Convencimos a Chloë de que abandonara a María y las muñecas durante un rato y se adelantara con Domingo y Susanne vestida con su traje de fiesta. Como era una niña robusta, reticente y escurridiza, los padrinos tuvieron que prescindir de la tradición de llevar tiernamente en brazos al niño hasta la pila, teniendo que contentarse en cambio con quedarse de pie, violentos, a su lado. Chloë parecía que estaba a punto de ponerse brava, pero Ana consiguió sobornarla para que cooperara, aunque no del todo convencida, mostrándole el borde de una chocolatina que tenía preparada en el bolsillo y señalando significativamente hacia el altar. Chloë poco a poco se fue acercando mientras lanzaba miradas de reojo a la chocolatina, del mismo modo que los marineros mantienen a la vista el faro cuando atraviesan las corrientes cerca de la costa.
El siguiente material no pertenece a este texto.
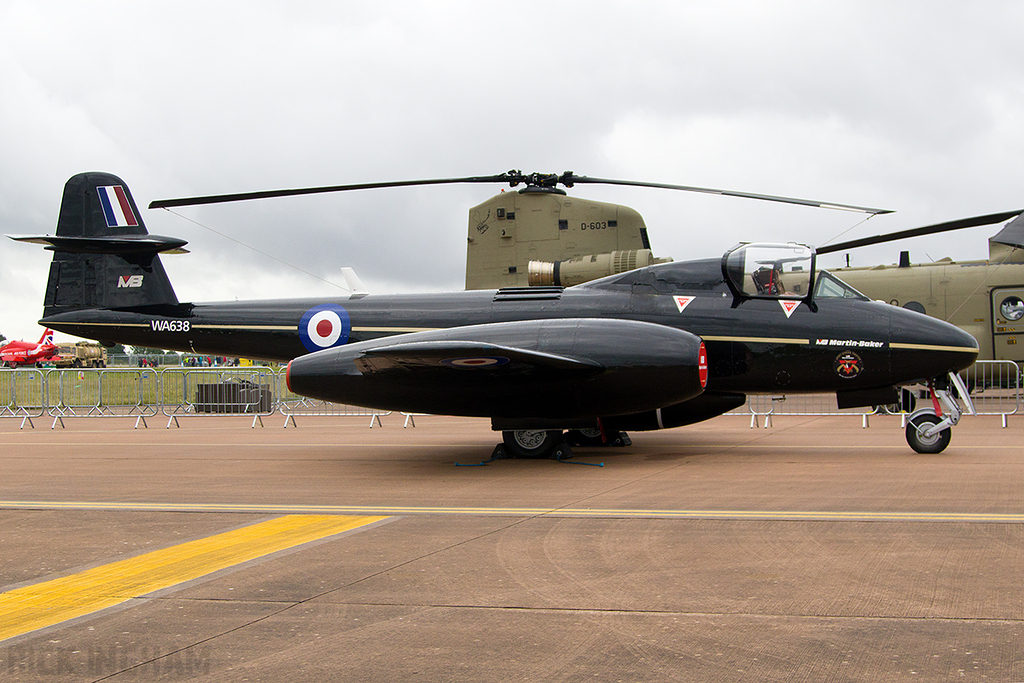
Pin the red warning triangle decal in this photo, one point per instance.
(788, 306)
(683, 302)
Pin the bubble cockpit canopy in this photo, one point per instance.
(766, 270)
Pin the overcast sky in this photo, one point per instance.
(916, 107)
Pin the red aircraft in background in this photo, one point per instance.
(27, 353)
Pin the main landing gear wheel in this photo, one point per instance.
(915, 427)
(531, 442)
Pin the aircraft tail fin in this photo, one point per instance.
(103, 256)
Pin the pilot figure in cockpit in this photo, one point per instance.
(768, 281)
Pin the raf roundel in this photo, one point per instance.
(325, 326)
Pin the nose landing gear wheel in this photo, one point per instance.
(934, 443)
(531, 442)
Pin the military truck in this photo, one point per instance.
(80, 354)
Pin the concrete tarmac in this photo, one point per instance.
(815, 550)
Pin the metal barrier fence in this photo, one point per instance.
(218, 390)
(27, 393)
(292, 404)
(994, 387)
(23, 394)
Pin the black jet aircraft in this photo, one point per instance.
(658, 347)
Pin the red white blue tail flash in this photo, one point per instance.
(117, 208)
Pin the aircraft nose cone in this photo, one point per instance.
(924, 347)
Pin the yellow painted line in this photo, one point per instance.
(932, 347)
(779, 515)
(37, 606)
(365, 329)
(758, 340)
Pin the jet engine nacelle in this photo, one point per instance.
(555, 369)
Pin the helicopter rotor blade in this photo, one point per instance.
(974, 221)
(568, 179)
(513, 177)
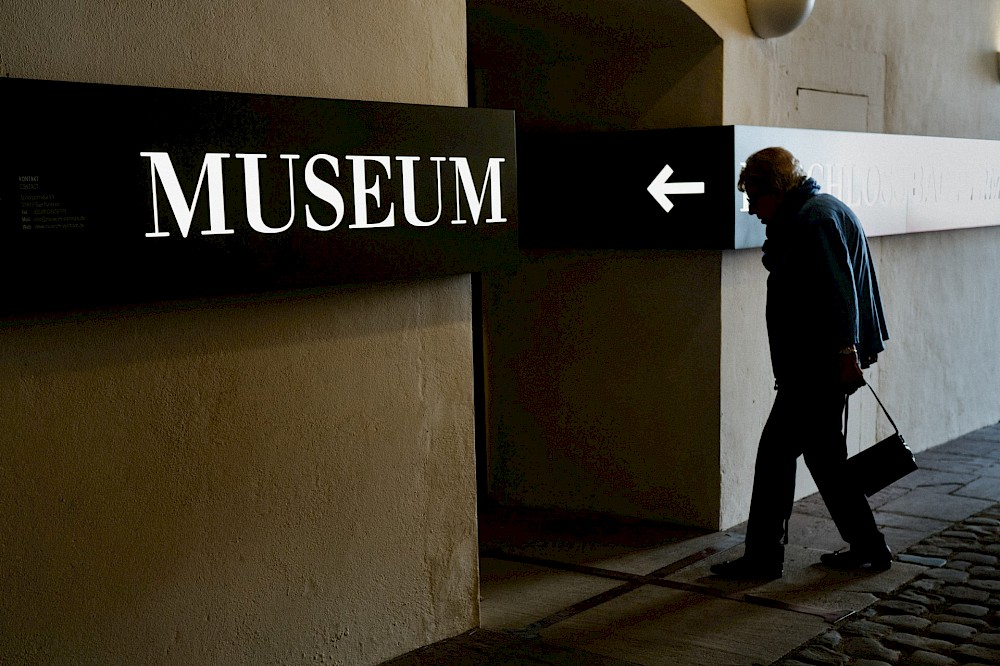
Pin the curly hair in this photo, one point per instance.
(771, 170)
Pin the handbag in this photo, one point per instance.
(884, 463)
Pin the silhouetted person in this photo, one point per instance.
(824, 324)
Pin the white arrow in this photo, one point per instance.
(660, 188)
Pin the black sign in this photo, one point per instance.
(643, 189)
(113, 194)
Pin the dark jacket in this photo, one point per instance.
(822, 293)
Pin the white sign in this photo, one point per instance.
(895, 183)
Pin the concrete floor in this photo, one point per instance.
(560, 588)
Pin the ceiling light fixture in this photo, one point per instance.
(776, 18)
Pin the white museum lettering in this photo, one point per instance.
(369, 177)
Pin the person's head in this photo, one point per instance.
(769, 174)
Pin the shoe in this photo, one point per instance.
(750, 568)
(859, 559)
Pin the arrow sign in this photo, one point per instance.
(660, 188)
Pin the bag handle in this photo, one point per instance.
(884, 410)
(847, 407)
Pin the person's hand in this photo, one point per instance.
(851, 376)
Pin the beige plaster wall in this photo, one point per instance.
(940, 374)
(280, 480)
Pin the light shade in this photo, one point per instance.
(774, 18)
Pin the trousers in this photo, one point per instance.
(806, 421)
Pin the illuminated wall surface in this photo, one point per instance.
(289, 477)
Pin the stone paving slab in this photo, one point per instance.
(987, 488)
(931, 503)
(514, 595)
(943, 616)
(701, 630)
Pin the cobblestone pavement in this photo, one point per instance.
(949, 615)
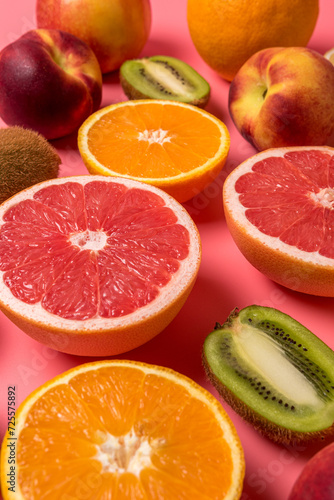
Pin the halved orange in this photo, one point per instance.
(122, 430)
(174, 146)
(95, 265)
(330, 55)
(279, 207)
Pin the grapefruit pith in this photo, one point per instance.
(279, 207)
(95, 265)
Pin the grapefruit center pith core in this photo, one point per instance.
(101, 249)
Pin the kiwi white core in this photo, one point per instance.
(128, 453)
(160, 73)
(268, 359)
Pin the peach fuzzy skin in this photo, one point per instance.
(116, 30)
(50, 81)
(284, 97)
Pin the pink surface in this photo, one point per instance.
(226, 279)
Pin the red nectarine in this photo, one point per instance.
(50, 81)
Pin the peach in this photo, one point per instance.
(316, 481)
(116, 30)
(50, 81)
(284, 97)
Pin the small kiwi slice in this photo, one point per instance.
(26, 158)
(274, 373)
(163, 77)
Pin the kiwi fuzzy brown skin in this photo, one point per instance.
(26, 158)
(272, 430)
(133, 89)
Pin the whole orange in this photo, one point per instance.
(227, 32)
(116, 30)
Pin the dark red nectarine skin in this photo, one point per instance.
(37, 93)
(316, 481)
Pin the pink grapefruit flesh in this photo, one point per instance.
(94, 255)
(279, 207)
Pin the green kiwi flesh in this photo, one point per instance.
(26, 158)
(274, 373)
(163, 77)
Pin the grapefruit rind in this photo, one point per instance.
(196, 391)
(106, 336)
(183, 186)
(307, 272)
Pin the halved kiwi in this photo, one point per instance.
(274, 373)
(163, 77)
(26, 158)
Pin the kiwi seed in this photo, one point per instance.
(273, 372)
(26, 158)
(163, 77)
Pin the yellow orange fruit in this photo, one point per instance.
(95, 266)
(330, 55)
(172, 145)
(279, 207)
(227, 32)
(125, 430)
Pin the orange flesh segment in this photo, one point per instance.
(139, 246)
(148, 142)
(292, 198)
(189, 455)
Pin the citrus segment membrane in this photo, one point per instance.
(166, 145)
(95, 265)
(292, 198)
(171, 145)
(274, 372)
(112, 249)
(121, 429)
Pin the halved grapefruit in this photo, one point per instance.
(122, 430)
(95, 265)
(279, 207)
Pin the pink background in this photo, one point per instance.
(225, 280)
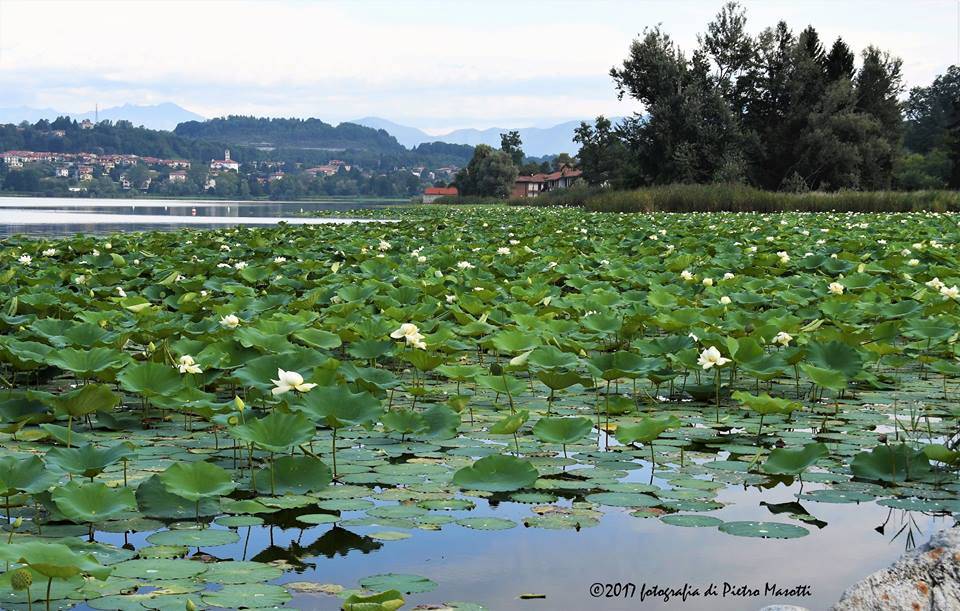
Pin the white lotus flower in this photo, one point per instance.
(950, 293)
(187, 365)
(289, 380)
(230, 321)
(410, 333)
(783, 338)
(711, 358)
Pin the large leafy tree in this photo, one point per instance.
(511, 144)
(491, 173)
(776, 110)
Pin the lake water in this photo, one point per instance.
(849, 541)
(66, 216)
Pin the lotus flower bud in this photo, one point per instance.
(21, 579)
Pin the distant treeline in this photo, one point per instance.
(275, 140)
(780, 111)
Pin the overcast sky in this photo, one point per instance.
(433, 64)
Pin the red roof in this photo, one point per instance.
(441, 191)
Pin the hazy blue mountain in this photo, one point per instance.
(407, 136)
(157, 116)
(537, 141)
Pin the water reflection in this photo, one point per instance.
(63, 216)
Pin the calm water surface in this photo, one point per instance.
(68, 216)
(494, 567)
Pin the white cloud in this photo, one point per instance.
(429, 61)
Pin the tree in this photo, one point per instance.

Richard tenía un aspecto magnífico con sus espléndidas vestiduras, de pie bajo la acacia a la luz veteada del sol. Se inclinó para ponerle suavemente la mano en el hombro a Chloë, entonó el salmo apropiado y le trazó con agua bendita y santo óleo el signo de la cruz en la fruncida frente. Ana y yo suspiramos de alivio mientras nuestra hija se escabullía aferrando su chocolatina para regresar junto a María. Me gustaría pensar que la compartieron: no vale de nada cumplir con las formalidades del asunto, también hay que actuar de acuerdo con sus preceptos.